The way to build mass is maximum overload in minimum time. Overload
consists of taxing a muscle to the point of getting a pump without the
burn. If you get the burn you get from maxing out a muscle group that
is called muscle fatigue and for mass it isn’t as beneficial as muscle
overload. Top line athletes and muscle builders
are hard workers. They set goals and strive to reach those goals using
determination. A high protein, high carb, moderate fat diet with lots of
variety is the best way to gain mass
Parallel bar dip is the single best mass builder for the triceps. As you
gain strength you can hang a plate around your waist to increase the
Flat Presses (barbell / dumbbell) and Incline Presses (barbell /
dumbbell) seem to work the best and be the most favored for chest
Use free weights for all heavy sets
Utilize compound movements
Find areas of improvement
Experiment to find your best mass building exercises
Utilize optimum sets
Perform optimum reps
One of the best overall tests of strength is the amount of weight a
person can deadlift. The deadlift is a powerful compound movement, a
total body exercise that affects nearly all the muscles in the body
Basic rules for Deadlifting.
1. When deadlifting always wear supportive trunks or pants.
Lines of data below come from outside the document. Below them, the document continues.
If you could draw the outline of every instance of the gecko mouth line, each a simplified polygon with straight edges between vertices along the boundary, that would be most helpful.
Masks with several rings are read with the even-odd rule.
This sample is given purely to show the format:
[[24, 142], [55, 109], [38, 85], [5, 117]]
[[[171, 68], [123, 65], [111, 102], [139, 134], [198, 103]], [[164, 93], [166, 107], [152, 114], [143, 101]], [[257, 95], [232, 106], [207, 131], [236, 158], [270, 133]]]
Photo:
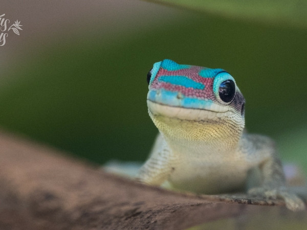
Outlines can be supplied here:
[[150, 103], [153, 103], [153, 104], [156, 104], [156, 105], [161, 105], [162, 106], [165, 106], [165, 107], [171, 107], [171, 108], [181, 108], [181, 109], [193, 109], [193, 110], [195, 110], [207, 111], [208, 112], [215, 112], [216, 113], [224, 113], [229, 111], [229, 110], [227, 110], [226, 111], [214, 111], [214, 110], [206, 109], [204, 109], [204, 108], [193, 108], [193, 107], [180, 107], [179, 106], [174, 106], [174, 105], [167, 105], [166, 104], [163, 104], [163, 103], [161, 103], [159, 102], [156, 102], [155, 101], [152, 101], [149, 99], [147, 99], [147, 102], [150, 102]]

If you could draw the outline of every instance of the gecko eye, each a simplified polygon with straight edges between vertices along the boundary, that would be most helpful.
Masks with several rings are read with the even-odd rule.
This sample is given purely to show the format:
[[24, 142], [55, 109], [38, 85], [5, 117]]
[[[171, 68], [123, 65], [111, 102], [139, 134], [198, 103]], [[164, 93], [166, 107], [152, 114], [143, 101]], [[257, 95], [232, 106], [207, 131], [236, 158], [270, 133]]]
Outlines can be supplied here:
[[220, 98], [224, 102], [229, 102], [233, 99], [235, 94], [235, 84], [231, 80], [223, 81], [218, 88]]
[[149, 84], [149, 82], [150, 82], [150, 78], [151, 78], [151, 71], [152, 70], [152, 68], [150, 69], [148, 73], [147, 74], [147, 83], [148, 85]]

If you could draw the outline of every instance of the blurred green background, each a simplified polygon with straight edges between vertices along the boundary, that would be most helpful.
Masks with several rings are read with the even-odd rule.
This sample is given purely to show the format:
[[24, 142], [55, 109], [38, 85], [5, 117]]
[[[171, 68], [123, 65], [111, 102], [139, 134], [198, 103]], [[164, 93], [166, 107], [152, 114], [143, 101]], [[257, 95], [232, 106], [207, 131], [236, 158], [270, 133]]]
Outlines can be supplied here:
[[98, 164], [144, 160], [157, 133], [146, 74], [169, 58], [229, 72], [248, 130], [273, 137], [283, 158], [307, 171], [304, 24], [133, 0], [34, 2], [17, 11], [4, 2], [24, 30], [0, 54], [3, 128]]

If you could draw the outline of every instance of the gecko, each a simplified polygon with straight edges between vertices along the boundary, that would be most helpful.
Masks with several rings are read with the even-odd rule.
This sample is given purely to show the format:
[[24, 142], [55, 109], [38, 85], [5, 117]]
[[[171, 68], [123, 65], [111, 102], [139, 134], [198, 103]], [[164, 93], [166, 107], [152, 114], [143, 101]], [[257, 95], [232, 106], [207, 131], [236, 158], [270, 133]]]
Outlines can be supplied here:
[[147, 81], [159, 132], [137, 180], [198, 194], [244, 191], [305, 209], [286, 186], [274, 143], [246, 131], [245, 99], [229, 73], [164, 59]]

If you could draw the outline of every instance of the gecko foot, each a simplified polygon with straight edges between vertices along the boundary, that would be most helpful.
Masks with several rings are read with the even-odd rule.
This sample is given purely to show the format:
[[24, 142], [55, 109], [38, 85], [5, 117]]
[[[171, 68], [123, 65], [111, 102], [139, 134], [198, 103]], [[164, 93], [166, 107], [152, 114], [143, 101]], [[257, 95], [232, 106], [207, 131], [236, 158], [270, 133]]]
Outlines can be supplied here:
[[277, 189], [266, 187], [253, 188], [248, 191], [248, 194], [255, 196], [265, 197], [267, 199], [282, 199], [286, 202], [286, 206], [295, 212], [305, 210], [304, 202], [286, 187]]

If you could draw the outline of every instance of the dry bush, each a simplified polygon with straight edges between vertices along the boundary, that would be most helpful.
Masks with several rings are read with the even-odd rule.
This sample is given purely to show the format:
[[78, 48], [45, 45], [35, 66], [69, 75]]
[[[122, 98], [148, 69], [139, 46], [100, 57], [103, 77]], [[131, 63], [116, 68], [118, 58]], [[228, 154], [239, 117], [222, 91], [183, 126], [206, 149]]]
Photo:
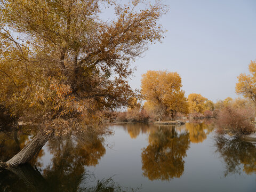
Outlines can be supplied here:
[[225, 107], [218, 115], [217, 131], [219, 133], [231, 134], [235, 137], [250, 134], [255, 129], [255, 126], [251, 122], [253, 117], [253, 110], [250, 108]]
[[204, 116], [205, 118], [212, 118], [213, 117], [213, 111], [210, 110], [206, 110], [204, 112]]
[[145, 110], [133, 109], [119, 113], [116, 120], [117, 122], [144, 122], [149, 119], [149, 116]]
[[127, 112], [119, 112], [116, 117], [116, 121], [117, 122], [127, 122], [126, 118]]
[[198, 113], [190, 113], [188, 115], [188, 116], [189, 118], [193, 119], [200, 119], [204, 118], [204, 115], [203, 114]]

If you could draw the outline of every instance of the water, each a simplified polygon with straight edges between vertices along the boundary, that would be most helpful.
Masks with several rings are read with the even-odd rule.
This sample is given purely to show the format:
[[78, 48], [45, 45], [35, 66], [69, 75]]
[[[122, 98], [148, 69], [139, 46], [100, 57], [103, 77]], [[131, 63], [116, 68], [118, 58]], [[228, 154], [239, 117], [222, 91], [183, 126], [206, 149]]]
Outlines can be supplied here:
[[[210, 123], [109, 126], [104, 138], [50, 141], [32, 166], [0, 172], [0, 191], [256, 191], [256, 146], [217, 137]], [[1, 133], [0, 159], [29, 134]]]

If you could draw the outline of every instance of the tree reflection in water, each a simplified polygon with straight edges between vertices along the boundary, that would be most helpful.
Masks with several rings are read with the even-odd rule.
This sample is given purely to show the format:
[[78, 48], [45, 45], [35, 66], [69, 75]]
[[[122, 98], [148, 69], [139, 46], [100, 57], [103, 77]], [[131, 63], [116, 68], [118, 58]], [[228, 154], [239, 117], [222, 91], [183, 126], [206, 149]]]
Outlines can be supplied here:
[[230, 140], [218, 136], [215, 146], [216, 152], [220, 154], [226, 164], [225, 177], [241, 174], [242, 169], [247, 174], [256, 173], [256, 147], [254, 144], [239, 139]]
[[189, 132], [189, 139], [192, 143], [202, 142], [207, 135], [214, 130], [211, 122], [191, 122], [186, 124], [186, 129]]
[[[9, 135], [8, 139], [3, 136], [0, 138], [2, 139], [0, 141], [1, 146], [8, 149], [1, 149], [2, 159], [11, 158], [13, 151], [20, 150], [20, 146], [23, 146], [28, 140], [28, 135], [20, 134], [17, 136], [15, 133]], [[95, 178], [92, 173], [86, 170], [85, 167], [96, 165], [105, 154], [106, 149], [102, 138], [93, 134], [80, 135], [79, 138], [81, 137], [83, 140], [70, 136], [49, 141], [47, 147], [53, 157], [50, 164], [46, 168], [39, 169], [40, 171], [37, 167], [42, 166], [38, 161], [43, 153], [42, 150], [31, 162], [34, 167], [27, 164], [3, 170], [0, 172], [0, 191], [123, 191], [111, 178], [99, 181], [94, 187], [88, 187], [89, 182], [95, 180]], [[17, 141], [19, 142], [17, 143]], [[8, 151], [12, 151], [12, 154], [9, 154]]]
[[141, 154], [143, 175], [150, 180], [179, 178], [189, 148], [189, 133], [178, 134], [175, 126], [159, 126], [150, 130], [148, 140], [149, 144]]

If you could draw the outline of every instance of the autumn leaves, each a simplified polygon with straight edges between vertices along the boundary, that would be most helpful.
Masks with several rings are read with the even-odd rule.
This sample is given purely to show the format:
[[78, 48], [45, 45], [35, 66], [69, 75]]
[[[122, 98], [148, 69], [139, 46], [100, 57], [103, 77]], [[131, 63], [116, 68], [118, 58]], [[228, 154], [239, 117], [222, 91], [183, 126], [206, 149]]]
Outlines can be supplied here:
[[187, 99], [181, 78], [177, 72], [148, 71], [142, 75], [141, 94], [147, 101], [144, 108], [155, 114], [159, 120], [175, 118], [177, 113], [203, 114], [214, 109], [212, 101], [200, 94], [191, 93]]

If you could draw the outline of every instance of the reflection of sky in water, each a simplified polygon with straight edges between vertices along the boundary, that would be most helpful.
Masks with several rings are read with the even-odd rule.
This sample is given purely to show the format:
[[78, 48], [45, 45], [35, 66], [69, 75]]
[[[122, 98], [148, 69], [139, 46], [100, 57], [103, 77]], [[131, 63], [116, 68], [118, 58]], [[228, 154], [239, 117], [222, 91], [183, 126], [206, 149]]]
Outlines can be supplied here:
[[[212, 126], [125, 124], [110, 127], [115, 133], [105, 137], [103, 146], [99, 140], [87, 147], [70, 140], [61, 140], [63, 145], [58, 147], [58, 142], [48, 142], [37, 159], [40, 172], [48, 182], [54, 179], [50, 174], [60, 178], [59, 183], [76, 182], [74, 185], [80, 187], [95, 186], [98, 180], [111, 178], [124, 188], [141, 187], [142, 191], [255, 191], [256, 146], [221, 145], [221, 140], [217, 146]], [[246, 152], [237, 155], [238, 147]], [[230, 162], [236, 162], [235, 171], [238, 171], [230, 168]], [[254, 169], [249, 174], [244, 163]], [[79, 172], [81, 177], [82, 167], [84, 175], [81, 180], [71, 178]]]

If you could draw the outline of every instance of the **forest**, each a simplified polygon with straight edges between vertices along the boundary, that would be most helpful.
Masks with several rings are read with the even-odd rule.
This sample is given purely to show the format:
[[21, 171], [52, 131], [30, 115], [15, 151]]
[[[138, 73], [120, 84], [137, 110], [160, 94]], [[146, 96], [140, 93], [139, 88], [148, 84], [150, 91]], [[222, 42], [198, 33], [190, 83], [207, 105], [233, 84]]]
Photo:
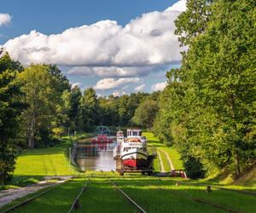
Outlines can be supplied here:
[[[18, 151], [52, 147], [63, 135], [96, 125], [138, 126], [181, 153], [188, 176], [229, 171], [241, 176], [256, 164], [255, 3], [190, 0], [176, 20], [180, 68], [152, 94], [98, 97], [72, 88], [55, 65], [0, 58], [0, 181]], [[2, 52], [2, 50], [0, 50]], [[0, 53], [1, 55], [1, 53]]]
2. Footwear should be as flat as possible.
3. Keep back flat at all times.
4. Keep hips low during the initial phase off the floor.
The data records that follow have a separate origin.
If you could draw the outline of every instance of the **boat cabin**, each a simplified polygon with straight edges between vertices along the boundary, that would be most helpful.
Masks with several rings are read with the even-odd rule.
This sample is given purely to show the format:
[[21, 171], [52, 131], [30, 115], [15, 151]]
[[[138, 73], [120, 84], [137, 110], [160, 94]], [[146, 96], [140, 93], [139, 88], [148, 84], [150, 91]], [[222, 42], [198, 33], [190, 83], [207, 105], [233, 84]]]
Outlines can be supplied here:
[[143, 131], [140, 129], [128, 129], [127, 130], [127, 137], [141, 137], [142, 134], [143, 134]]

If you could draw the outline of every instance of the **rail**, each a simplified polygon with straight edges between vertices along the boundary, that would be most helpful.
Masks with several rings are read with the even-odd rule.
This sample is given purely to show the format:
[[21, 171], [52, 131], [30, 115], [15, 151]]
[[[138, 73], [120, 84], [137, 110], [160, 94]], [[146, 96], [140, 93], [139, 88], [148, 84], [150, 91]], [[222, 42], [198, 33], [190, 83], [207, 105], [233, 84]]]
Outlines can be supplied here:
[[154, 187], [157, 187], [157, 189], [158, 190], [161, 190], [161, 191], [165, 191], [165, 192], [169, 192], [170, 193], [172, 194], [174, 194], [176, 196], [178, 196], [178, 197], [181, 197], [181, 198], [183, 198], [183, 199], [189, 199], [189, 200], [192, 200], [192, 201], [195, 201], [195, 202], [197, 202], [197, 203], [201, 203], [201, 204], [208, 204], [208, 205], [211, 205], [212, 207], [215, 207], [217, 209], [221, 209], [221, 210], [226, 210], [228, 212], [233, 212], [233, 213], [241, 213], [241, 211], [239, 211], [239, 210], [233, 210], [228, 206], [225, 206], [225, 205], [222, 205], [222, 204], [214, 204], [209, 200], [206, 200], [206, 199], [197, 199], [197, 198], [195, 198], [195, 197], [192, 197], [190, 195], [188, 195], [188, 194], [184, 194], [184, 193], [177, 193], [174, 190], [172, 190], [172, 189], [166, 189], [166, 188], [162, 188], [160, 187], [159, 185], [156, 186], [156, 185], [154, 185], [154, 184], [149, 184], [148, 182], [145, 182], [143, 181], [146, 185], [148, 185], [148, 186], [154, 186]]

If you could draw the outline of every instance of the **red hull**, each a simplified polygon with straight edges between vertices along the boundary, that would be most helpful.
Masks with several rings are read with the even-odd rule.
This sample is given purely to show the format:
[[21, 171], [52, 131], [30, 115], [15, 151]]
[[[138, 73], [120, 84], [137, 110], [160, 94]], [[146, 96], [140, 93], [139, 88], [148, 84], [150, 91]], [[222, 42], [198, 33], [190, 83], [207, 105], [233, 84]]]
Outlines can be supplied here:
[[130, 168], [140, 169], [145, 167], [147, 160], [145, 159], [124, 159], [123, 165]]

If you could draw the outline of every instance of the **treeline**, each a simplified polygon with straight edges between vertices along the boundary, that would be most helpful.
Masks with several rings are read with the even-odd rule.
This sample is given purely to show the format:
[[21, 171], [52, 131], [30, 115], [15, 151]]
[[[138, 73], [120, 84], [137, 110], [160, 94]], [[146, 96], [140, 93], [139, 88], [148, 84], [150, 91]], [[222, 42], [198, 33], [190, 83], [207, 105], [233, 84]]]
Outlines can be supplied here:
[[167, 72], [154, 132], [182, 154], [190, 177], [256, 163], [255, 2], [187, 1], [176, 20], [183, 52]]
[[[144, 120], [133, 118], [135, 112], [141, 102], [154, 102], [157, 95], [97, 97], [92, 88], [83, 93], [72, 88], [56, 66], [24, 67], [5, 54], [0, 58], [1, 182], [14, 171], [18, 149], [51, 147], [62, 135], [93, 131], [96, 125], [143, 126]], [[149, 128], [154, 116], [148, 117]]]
5. Set and maintain your position at the start of every repetition.
6. Keep the bar close to the body throughout the pull.
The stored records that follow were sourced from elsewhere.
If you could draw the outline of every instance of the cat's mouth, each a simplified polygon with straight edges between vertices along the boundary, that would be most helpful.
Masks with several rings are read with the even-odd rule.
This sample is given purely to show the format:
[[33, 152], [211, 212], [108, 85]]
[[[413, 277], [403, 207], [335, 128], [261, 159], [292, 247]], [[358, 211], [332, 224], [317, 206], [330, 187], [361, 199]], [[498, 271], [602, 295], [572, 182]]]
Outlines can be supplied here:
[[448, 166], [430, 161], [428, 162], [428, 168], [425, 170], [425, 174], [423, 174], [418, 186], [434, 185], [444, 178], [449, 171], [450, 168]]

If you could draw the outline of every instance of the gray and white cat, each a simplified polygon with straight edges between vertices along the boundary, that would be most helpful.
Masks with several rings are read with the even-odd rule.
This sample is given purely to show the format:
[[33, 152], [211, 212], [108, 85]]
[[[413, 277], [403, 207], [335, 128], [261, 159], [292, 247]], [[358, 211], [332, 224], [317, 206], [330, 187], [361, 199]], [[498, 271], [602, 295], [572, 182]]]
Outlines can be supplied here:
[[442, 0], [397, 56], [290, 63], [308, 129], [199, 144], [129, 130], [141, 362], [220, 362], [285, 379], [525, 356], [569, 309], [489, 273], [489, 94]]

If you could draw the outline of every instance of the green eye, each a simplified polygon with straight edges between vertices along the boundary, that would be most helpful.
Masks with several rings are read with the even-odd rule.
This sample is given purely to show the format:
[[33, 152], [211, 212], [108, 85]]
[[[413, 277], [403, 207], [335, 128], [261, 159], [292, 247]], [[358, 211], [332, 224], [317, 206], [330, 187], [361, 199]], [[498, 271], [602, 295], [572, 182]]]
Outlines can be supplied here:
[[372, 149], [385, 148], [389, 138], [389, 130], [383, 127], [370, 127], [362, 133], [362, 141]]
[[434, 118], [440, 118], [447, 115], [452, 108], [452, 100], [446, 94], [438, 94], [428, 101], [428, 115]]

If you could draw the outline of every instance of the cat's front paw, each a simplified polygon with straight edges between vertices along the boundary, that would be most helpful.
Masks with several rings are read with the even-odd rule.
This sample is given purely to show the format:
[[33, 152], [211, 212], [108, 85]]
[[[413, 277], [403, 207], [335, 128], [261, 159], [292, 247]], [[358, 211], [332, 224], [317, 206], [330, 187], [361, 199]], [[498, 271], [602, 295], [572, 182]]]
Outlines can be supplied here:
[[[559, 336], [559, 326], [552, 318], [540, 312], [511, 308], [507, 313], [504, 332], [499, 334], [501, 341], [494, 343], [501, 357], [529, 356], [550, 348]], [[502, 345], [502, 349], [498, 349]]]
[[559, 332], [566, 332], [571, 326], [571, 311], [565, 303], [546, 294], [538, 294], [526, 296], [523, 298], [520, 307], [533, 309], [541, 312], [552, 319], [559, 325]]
7. Look forward or slightly up at the beginning of the pull.
8. Start the pull with fully inflated lungs.
9. Finish the lift and breathe normally.
10. Make sure that at the top of the lift the shoulders are back, the chest is out, knees are locked and the body is erect.
11. Avoid any tendency to lean backwards.
12. Do NOT lower the bar back to the ground slowly. Keep the hands on the bar and let gravity take the weight down.
The best way to build mass is…well with food, lots of protein, a constant supply of protein is essential, but that’s not a supplement (other than in your protein drinks/powders). if you have the diet and training fixed up, I then would suggest adding Dynabolan, Equi-bolan, Hemadrol, Permadrol, Hemaguno or Myomale, or a mass builder that works for you.
Follow the manufacturers instructions and check with your doctor before beginning any work out routine with supplementation.